Tutto è nato quando il bambino ha detto alla madre di avere difficoltà a studiare credendo di essere dislessico, parola che ha sentito a scuola e ha iniziato a ripetere senza conoscerne il significato. “Non pensavo dicesse sul serio, per questo ho detto a mio figlio di continuare a studiare”, ha detto.

Il bambino avrebbe detto: “Vedi mamma, sono dislessico, me lo dicono sempre i professori”. Da qui lo sfogo dell’influencer: “Noi genitori, ma anche i docenti, dovremmo dare l’esempio. Ho detto a mio figlio che innanzitutto dovrebbe sapere cosa voglia dire la parola. Se fosse dislessico, gli ho spiegato, non ci sarebbe alcun problema. Lui mi ha detto che i docenti, i compagni e altre mamme gli hanno detto che ha dei problemi. Questi ragazzi sono in preadolescenza, ogni parola viene presa come un attacco, sono sempre in tensione, in ansia, pensano di essere il problema”.

“Questi ragazzi, soprattutto in un ambiente scolastico, dovrebbero sentirsi protetti, non giudicati, non problematici, sostenuti, amati, incoraggiati, senza giudizi.
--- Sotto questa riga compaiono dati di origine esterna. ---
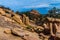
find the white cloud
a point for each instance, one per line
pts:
(37, 6)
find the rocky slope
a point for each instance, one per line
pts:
(21, 27)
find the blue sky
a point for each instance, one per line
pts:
(22, 5)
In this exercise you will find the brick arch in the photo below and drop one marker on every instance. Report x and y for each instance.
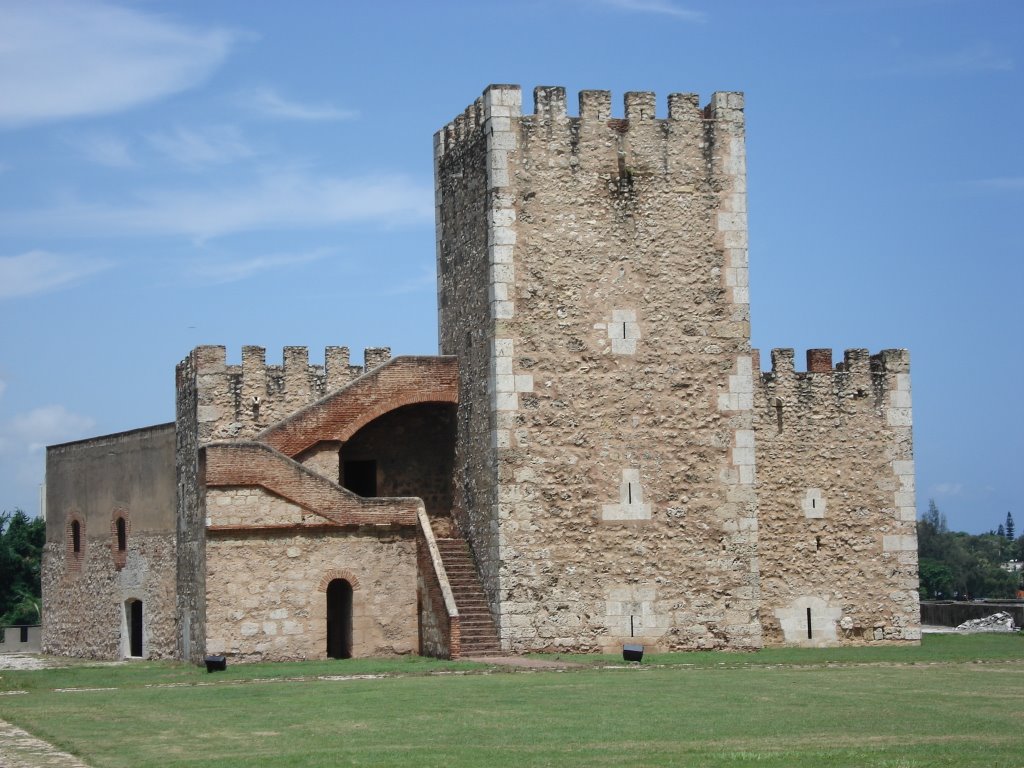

Invece sempre più mio figlio mi ha fatto notare che la scuola italiana è tutt’altro. Invece che aiutare questi ragazzi a capire che dietro un voto non c’è un giudizio, che dietro una dislessia non c’è un grave problema, che dietro a un bambino che non vuole studiare non c’è una problematica. Occorre sostenere questi ragazzi. La nostra generazione è stata esposta a giudizi. Ma come stiamo aiutando questi ragazzi a crescere, a migliorarsi, se noi in primis soprattutto nelle scuole, usiamo questo metodo e facciamo sentire loro come se avessero dei problemi”.

“Quindi, mio figlio non riusciva a studiare perché si sentiva dislessico, come gli fanno credere. Questa è la scuola in Italia, questi sono a volte i genitori di alcuni bambini che mettono loro queste idee in testa, possono essere i docenti. Molti ci fanno, e mi hanno fatto, odiare la didattica. Abbiamo avuto anche una brava maestra, che ha un approccio migliore rispetto a quello classico. La scuola non deve annoiare, deve arricchire, deve invogliare, e invece non è così”, queste le sue parole.